One of the graphs shows clipping at about 1,300 C which suggests that the thermocouple is a type K which is good up to about 1,250 C.
NIST and Omega Engineering beg to differ.
http://www.omega.com/temperature/z/pdf/z204-206.pdf
And see my comments about clipping below.
These thermocouples only produce about 41 microvolts per degree Centigrade. This means that by the time you hit 1,250 C, you have less than 1/20th of a volt.
Slightly more, actually.
There are several problems with this. The first is that the voltage is very weak so it requires amplification. And, because of this, you need proper filtering to avoid picking up line noise or radio interference. The very first thing you do is twist the wires together to reduce AC noise. Notice that the wires coming from the thermocouple are not twisted. I would guess that there is inadequate filtering but this may not be much of a problem since the reading can be averaged with the computer.

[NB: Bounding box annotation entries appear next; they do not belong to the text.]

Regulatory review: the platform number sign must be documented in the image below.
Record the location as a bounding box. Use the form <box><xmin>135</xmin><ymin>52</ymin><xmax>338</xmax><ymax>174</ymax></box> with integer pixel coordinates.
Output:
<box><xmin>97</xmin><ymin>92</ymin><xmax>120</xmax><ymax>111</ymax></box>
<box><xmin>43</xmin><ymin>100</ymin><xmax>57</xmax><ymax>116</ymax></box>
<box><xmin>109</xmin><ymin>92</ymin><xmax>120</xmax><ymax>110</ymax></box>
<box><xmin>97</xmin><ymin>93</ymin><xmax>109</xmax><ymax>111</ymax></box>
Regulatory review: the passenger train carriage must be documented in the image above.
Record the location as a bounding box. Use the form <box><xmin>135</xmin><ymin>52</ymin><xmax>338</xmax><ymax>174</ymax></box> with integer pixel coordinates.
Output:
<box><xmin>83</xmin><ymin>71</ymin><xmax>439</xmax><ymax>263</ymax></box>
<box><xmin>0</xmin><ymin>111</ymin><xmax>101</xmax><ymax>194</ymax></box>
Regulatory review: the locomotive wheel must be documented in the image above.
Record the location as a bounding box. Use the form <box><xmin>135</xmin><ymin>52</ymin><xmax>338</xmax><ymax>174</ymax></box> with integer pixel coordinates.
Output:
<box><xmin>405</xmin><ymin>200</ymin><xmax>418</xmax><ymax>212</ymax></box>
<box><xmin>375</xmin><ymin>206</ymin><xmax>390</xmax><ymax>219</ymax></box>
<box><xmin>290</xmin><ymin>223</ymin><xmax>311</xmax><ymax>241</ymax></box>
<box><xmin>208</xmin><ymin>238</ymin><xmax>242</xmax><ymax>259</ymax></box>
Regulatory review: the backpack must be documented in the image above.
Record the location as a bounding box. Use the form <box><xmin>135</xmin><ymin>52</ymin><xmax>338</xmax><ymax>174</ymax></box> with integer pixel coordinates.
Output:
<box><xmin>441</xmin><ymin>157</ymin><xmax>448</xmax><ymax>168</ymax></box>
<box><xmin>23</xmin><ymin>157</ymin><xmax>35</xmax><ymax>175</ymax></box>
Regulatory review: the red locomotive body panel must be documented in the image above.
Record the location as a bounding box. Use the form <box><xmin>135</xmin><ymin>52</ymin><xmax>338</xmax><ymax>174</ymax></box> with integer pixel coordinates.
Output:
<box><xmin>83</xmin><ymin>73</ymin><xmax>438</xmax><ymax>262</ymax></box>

All true but none obviously applicable. The "thermocouple amplifier" shown in the instrumentation photo (slide 8) is obviously home-built. As such, there is no way to determine what filtering is used, nor is there any description of the processing performed by the computer.
A type K is linear from about 0 C to 1,000 C. Above 1,000 C, the voltage increase drops. So, the temperature is likely correct up 1,000 and then low above that.
True enough, but the linearization coefficients are well known. Without description of the computer processing it is unknown if linearization occurs.
Since we see the graph hitting 1,300 C with clipping,
The behavior of the temperature near 1300 C may be clipping and it may not. The quality of the graph on slide 12 is simply not adequate to tell, one way or another.
I wouldn't be surprised if it is actually reaching 1,455 C which is the melting point of nickel.
Given that the melting point of nichrome is nominally 1400 C, with the highest reported version I can find at 1430 C, I would.
With that said, it seems clear that the data does not support the claim that
This shows that the reactor is producing heat during this time at the kilowatt level without any electric heater input.
First, and most obviously, the anomalous temperature (1250 C indicated) is comparable with the temperature produced with a heater power of 400 watts. This is hardly "kilowatt level".
More importantly, if the imputed reaction is producing 400 watts of heat, when combined with the 500 watts of heater power being provided this implies a total heat production of ~900 watts, and the temperature should have reached somewhere in the neighborhood of 1700 to 1800 degrees. Instead, the measured temperature never exceeds 1300 C, which is a reasonable value for the heater power alone.
Worse, the power levels shown in slide 18 are clearly synthetic, and the lack of real power data is extremely suspicious. Compare with slide 14.
The temperature fluctuations shown just before the "anomalous" section of slide 12 are, I believe, easily explained. The nichrome heater wire was beginning to fail. As a break occurred, the temperature would drop, the wires would contract and reestablish contact, which would cause the temperature to rise and break the wire again, etc. This is essentially a thermal relaxation oscillator. Again, the absence of real power data for this period should raise a large red flag. An uncharitable explanation is that the wild fluctuations in reported power data were considered evidence that the power measurement device had failed, and the data was discarded, to be replaced with computed values which seemed more appropriate.